Roundup: Bonac Tennis Team Hangs a Loss on Ross

The big news as far as East Hampton High School sports was concerned last week lay in the fact that the boys tennis team defeated the league-champion Ross School 4-3 here on May 1.
Ross and Westhampton Beach finished with 10-2 records, though Ross defeated the Hurricanes both times they played. It was the fourth straight year that the private school has won the league championship.
But East Hampton, which had lost 4-3 earlier in the season in Ross’s “bubble,” was up for the May Day showdown, delighting numerous Bonac fans — the most seen here in a long time for a tennis match.
At the end of the day, it went down to third doubles, and Brady Yusko and Nicki Neubert proved up to the challenge, prevailing 6-4, 7-6 (7-5) over the Cosmos’ Will Cassou and Maddison Hummel.
East Hampton and Ross split the four singles matches, with East Hampton, in the persons of Julian McGurn and Collin Kavanaugh, winning at one and two and with Ross’s Louis Caiola and Jonas Feurring winning at three and four.
Reese Donaldson and Matt Silich took the first set from Ross’s Jack Brinkley and Ramiz Farah at first doubles, at 7-5, but Brinkley and Farah rebounded to win the next two sets 6-1, 6-4. East Hampton, with Peter Davis and Andrew Dixon, and the aforementioned Yusko and Neubert, won the other two doubles matches. The team finished at 8-4.
In the Division IV tournament, which was played on Friday, Saturday, and Monday, McGurn, the fourth singles seed, reached the quarterfinals, where he lost to the fifth-seeded Andrew Reiley of Eastport-South Manor.
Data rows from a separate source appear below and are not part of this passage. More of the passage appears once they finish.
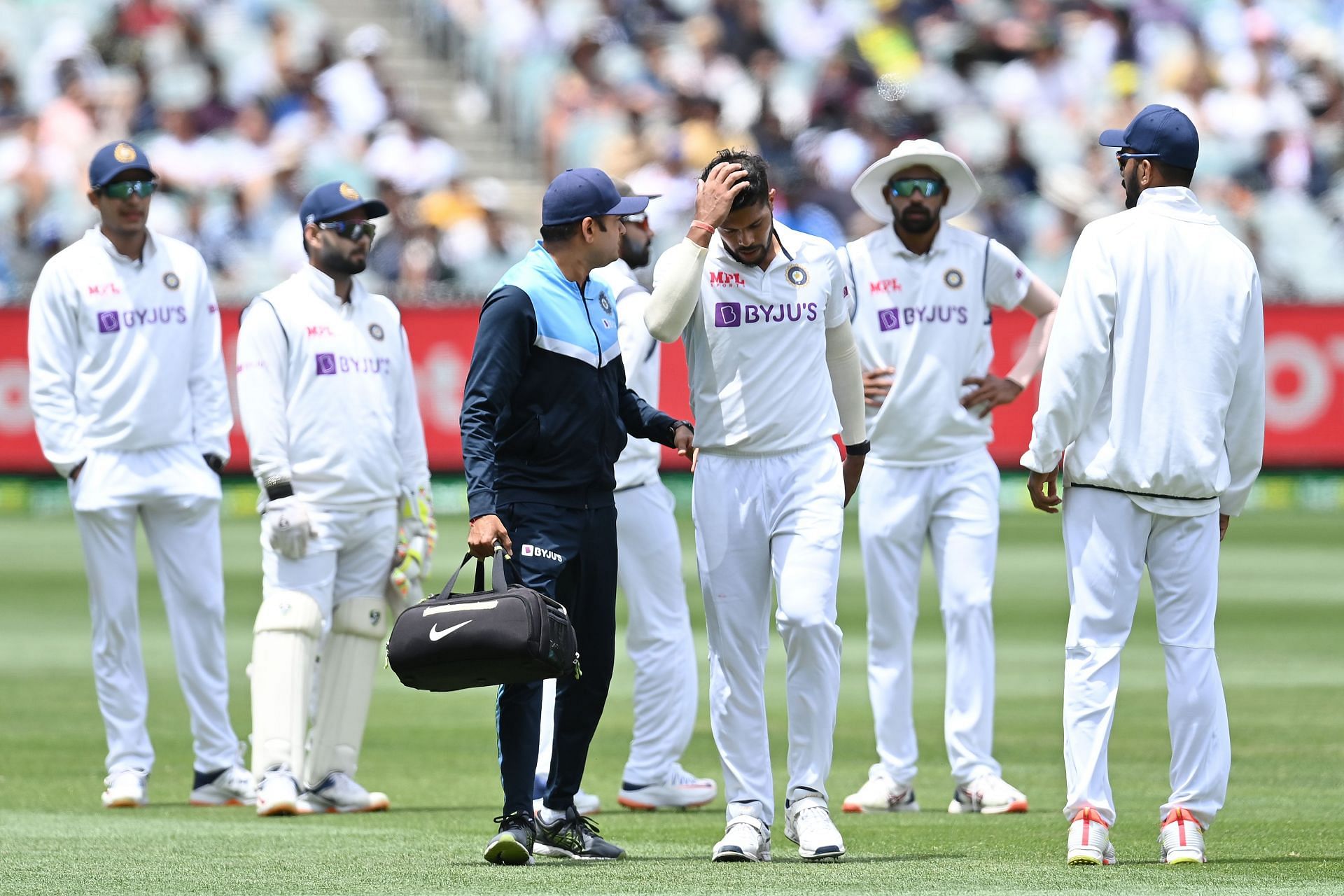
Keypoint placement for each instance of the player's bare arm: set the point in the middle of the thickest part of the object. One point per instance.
(991, 391)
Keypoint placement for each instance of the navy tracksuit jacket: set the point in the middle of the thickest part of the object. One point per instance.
(545, 415)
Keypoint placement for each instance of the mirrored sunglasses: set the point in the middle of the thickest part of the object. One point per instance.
(906, 187)
(122, 188)
(350, 229)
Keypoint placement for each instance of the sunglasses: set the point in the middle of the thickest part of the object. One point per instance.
(907, 186)
(1121, 158)
(350, 229)
(124, 188)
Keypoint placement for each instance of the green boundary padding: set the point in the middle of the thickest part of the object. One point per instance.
(1312, 492)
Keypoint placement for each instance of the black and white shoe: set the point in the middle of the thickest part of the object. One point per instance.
(514, 844)
(574, 836)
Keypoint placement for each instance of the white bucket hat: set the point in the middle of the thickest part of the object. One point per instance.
(962, 188)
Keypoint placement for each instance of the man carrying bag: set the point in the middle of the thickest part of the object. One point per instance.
(545, 414)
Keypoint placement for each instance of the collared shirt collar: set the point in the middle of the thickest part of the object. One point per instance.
(1179, 202)
(101, 238)
(326, 286)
Feurring defeated Westhampton’s number-three, Beecher Halsey, 0-6, 6-1, 6-1 in the first round, but lost to the second seed, Chris Kunhle, 6-3, 6-3 in the second.
Brinkley and Caiola, “who would have been favored to win the doubles,” according to Ross’s coach, Juan Diaz, were not allowed to contend given the fact, as Westhampton’s coach John Czartosieski pointed out, they had played only six matches together in the regular season, not the requisite seven.
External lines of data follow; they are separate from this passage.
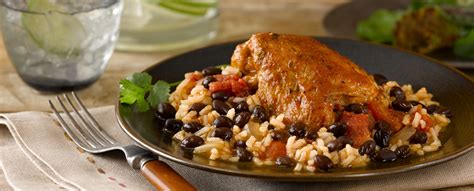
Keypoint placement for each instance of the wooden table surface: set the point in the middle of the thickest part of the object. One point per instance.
(238, 20)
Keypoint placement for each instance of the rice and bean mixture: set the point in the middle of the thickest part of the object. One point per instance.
(215, 113)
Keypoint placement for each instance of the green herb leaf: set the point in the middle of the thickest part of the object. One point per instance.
(159, 93)
(134, 90)
(130, 93)
(379, 26)
(464, 46)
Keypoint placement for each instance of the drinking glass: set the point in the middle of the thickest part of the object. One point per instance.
(163, 25)
(60, 44)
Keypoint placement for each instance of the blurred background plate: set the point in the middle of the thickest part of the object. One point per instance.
(451, 88)
(342, 22)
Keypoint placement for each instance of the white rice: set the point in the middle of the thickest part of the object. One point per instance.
(258, 136)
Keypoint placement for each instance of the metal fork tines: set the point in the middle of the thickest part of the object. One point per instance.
(85, 131)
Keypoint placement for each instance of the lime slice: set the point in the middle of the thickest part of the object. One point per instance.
(55, 32)
(195, 7)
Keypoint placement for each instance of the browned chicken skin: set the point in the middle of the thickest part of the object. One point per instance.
(302, 78)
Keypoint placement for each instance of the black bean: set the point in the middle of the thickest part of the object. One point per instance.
(382, 137)
(240, 143)
(197, 107)
(166, 110)
(208, 80)
(280, 135)
(224, 133)
(224, 96)
(415, 103)
(161, 121)
(172, 126)
(243, 154)
(338, 129)
(356, 108)
(345, 140)
(384, 155)
(242, 107)
(285, 161)
(297, 129)
(397, 92)
(380, 79)
(242, 118)
(334, 145)
(324, 163)
(223, 121)
(192, 127)
(220, 106)
(312, 135)
(339, 143)
(192, 141)
(211, 71)
(419, 137)
(367, 148)
(403, 151)
(401, 105)
(259, 114)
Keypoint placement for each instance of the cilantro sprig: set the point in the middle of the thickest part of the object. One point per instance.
(139, 90)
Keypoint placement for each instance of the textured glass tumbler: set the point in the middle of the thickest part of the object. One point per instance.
(58, 45)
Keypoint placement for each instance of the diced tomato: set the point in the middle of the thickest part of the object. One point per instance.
(274, 150)
(357, 127)
(231, 84)
(390, 116)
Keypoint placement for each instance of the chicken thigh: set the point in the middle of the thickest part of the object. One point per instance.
(302, 78)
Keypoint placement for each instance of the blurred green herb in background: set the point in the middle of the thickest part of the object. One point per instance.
(458, 14)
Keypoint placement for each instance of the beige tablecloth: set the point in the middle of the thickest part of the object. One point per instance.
(36, 155)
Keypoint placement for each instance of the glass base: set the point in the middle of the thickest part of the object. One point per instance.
(49, 85)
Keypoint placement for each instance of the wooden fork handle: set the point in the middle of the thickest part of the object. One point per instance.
(163, 177)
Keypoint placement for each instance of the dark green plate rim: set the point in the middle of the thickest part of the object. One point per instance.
(292, 176)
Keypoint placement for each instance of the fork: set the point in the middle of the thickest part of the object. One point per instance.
(88, 135)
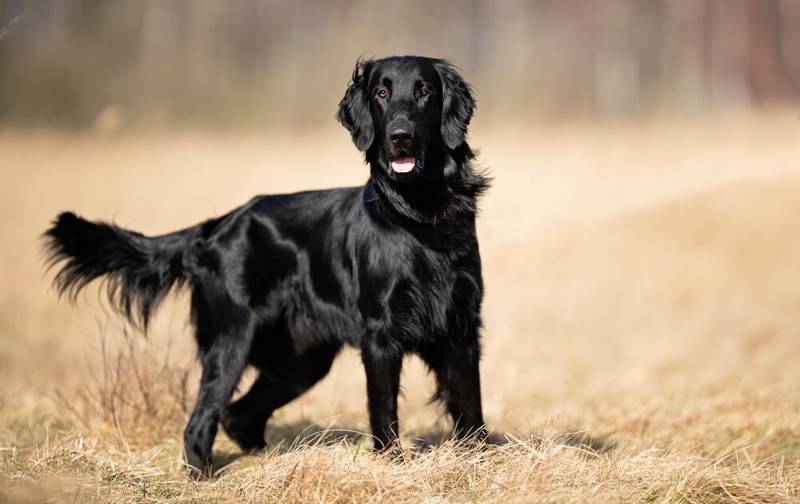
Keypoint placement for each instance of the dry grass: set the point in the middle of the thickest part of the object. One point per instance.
(642, 325)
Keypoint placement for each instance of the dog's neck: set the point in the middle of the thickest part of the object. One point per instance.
(452, 194)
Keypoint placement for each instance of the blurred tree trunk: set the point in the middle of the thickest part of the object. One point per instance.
(767, 75)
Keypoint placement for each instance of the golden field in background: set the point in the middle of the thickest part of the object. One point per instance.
(642, 323)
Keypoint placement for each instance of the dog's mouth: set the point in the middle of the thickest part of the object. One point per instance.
(403, 163)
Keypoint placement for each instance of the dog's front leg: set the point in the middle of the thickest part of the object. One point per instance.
(382, 365)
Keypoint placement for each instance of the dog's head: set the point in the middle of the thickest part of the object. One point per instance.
(405, 112)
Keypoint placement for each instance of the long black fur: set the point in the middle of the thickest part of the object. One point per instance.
(283, 282)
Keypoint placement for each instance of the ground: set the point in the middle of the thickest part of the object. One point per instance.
(642, 324)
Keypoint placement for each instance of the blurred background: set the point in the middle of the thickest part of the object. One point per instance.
(639, 241)
(84, 63)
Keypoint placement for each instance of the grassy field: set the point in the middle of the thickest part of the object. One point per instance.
(641, 342)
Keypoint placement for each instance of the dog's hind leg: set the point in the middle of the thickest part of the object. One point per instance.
(459, 386)
(223, 353)
(245, 420)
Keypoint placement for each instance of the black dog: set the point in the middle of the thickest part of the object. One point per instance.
(285, 281)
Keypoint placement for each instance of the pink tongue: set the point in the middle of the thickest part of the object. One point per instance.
(403, 165)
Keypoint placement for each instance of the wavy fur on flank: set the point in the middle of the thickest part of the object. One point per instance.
(285, 281)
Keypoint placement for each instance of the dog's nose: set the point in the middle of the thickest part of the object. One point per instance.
(400, 135)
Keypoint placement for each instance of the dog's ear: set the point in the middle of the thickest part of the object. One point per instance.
(354, 113)
(457, 105)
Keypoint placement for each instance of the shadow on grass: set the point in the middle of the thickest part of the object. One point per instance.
(290, 437)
Diaz said he was “very disappointed” by the decision.
In other East Hampton sports news, the girls lacrosse team dominated Elwood-John Glenn 19-8 in a game played here Monday, leaving Bonac’s girls with an outside chance to make the playoffs should they win their remaining two games and should certain other teams lose. “It’s not an ideal situation,” said the girls coach, Matt Maloney, “but we do have a shot.”
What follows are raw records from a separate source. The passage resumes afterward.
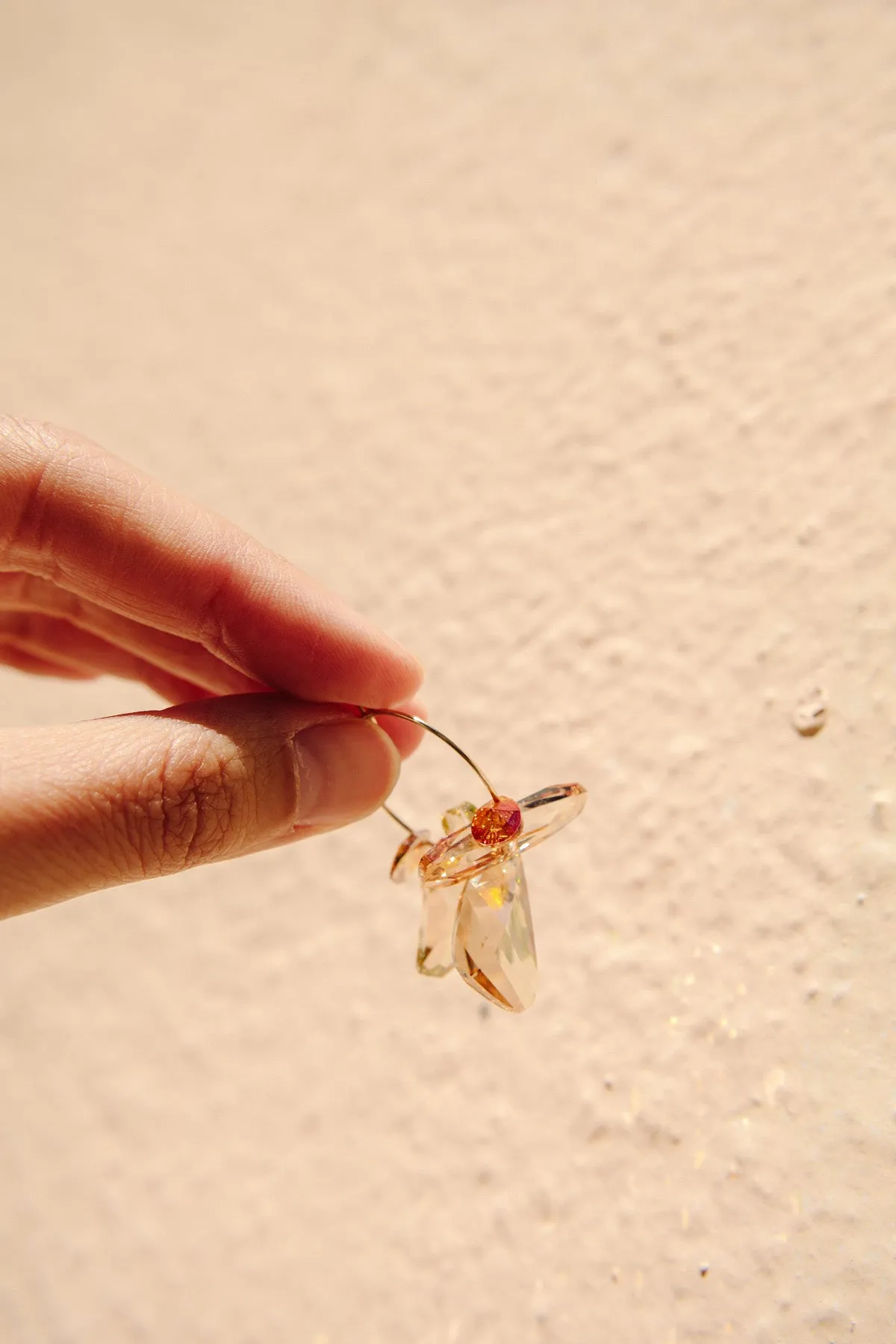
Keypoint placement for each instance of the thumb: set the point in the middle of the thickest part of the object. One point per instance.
(114, 800)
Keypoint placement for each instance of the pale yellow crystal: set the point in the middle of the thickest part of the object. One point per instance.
(494, 940)
(408, 853)
(458, 818)
(435, 947)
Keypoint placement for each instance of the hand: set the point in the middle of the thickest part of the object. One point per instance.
(102, 570)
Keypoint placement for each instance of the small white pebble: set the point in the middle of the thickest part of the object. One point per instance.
(810, 712)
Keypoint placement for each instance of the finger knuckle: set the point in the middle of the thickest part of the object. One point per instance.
(196, 806)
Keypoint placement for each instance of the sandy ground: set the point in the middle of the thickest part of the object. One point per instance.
(561, 339)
In Monday’s game, Melanie Mackin scored a career-high six goals and Carley Seekamp had a career-high seven assists.
Bellport was to have played here Tuesday and on Saturday morning East Hampton is to end regular-season play at Center Moriches.
The boys, whose record was 4-8 as of Tuesday, “will not make the playoffs,” said their coach, Mike Vitulli. “But we have improved a lot from the beginning of the season, and we’re hoping to win our last two” with Mount Sinai here today and at winless McGann-Mercy in Riverhead Saturday.
“Drew Harvey and Cort Heneveld have had good seasons,” Vitulli continued, “and a lot of guys are gaining much needed experience.”
On Monday, Vitulli used his freshmen and sophomores in a scrimmage with Southampton’s jayvee. East Hampton “won” 12-0.
As for baseball, Will Collins, who assists Ed Bahns in coaching the team, said “the scores that you see in the newspaper don’t indicate how much we’ve improved over the course of the season.”
The Bonackers, who are the League VII cellar dwellers, along with Amityville, were swept this past week by Shoreham-Wading River, losing the first game 15-0, but putting up a fight in the next two, which they lost 10-6 and 5-3.
The May 1 game, played here, “was our best of the season,” said Collins. “We had a season-high 12 hits, two each by Patrick Silich, Brendan Hughes, Jack Abrams-Dyer, and Kyle McKee [a freshman], who pitched well until we had to take him out because of a high pitch count. Our defense hurt us that day.”
The finale of the three-game series, played at Shoreham last Thursday, wound up 5-3 in the Wildcats’ favor. “Aside from a passed ball and a couple of mental mistakes, we played perfect defense,” said Collins, “and we rallied from being down 5-1 to score two runs in the top of the seventh inning, one coming home on a double by Brendan Hughes, and one scoring as the result of an infield error. Peter Shilowich started for us and went the whole way. He’s not overpowering, but he’s effective, and gets a lot of groundball outs. He gave up nine hits and walked two. . . . We’re hoping that the kids bring a lot of energy into this last week so we can truly say we got better all season long.”